Beyond the initial refined regional structure
The regional structure of the market will need to continue to evolve. The existing arrangements for reviews of regional boundaries, however, are at the same time unstable and introduce a lag between the occurrence of a constraint and the creation of a new region to reflect that constraint. They also involve very significant and unacceptable regulatory risk.
In order to reduce that risk in the future, the outer boundaries of the new regions established under the refined structure that emerges from our review should remain fixed, at least until the first five-yearly review. There should, however, be scope to sub-divide a region where a new constraint emerges. The criteria for sub-division should be based on those used for determining the initial refined regional structure. Where a proposed sub-division is based on a forward look rather than historical information, however, it should require forecast breach of the criteria by a threshold of one-and-a-half times the underlying criterion.

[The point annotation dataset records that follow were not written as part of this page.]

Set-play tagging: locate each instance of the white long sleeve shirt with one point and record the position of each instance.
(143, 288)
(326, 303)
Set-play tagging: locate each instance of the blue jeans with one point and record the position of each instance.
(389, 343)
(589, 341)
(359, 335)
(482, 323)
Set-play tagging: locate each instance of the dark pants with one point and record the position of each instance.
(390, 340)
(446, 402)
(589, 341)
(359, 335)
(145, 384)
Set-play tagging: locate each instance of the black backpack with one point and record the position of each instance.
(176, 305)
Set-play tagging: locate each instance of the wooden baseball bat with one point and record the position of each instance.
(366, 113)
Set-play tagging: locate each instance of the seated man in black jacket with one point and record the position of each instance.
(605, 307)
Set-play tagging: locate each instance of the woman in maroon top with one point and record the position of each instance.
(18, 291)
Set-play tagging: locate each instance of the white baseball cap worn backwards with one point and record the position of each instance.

Any subsequent sub-division of existing regions should be implemented, with a minimum six months’ notice, on 1 July each year. This will coincide with the annual recalculation of loss factors and therefore minimise disruption.
In order to help the market to prepare for likely sub-divisions of existing regions, NEMMCO should publish a regional assessment as part of its annual Statement of Opportunities.
There should also be regular five-yearly joint NECA and NEMMCO reviews of the regional structure, the first to be completed by July 2008, using the Code consultation procedures.
Improved risk management
The existing settlement residue auction arrangements have more than proved their worth. Overall, the proceeds from those auctions so far have totalled some $75million, compared to total actual residues of $114 million. Proceeds from the first two rounds of auctions represented less than 50 per cent of actual residues. Proceeds in the third quarter, however, were almost at par. Proceeds in the latest quarter actually exceeded residues by almost $2.5 million. Increasingly, therefore, the auctions represent good value for end-use customers, to whom those proceeds are returned through reduced transmission use of system charges. The survey we conducted as part of our review also overwhelmingly confirmed the value of the hedge instruments those arrangements allow them to construct to market participants.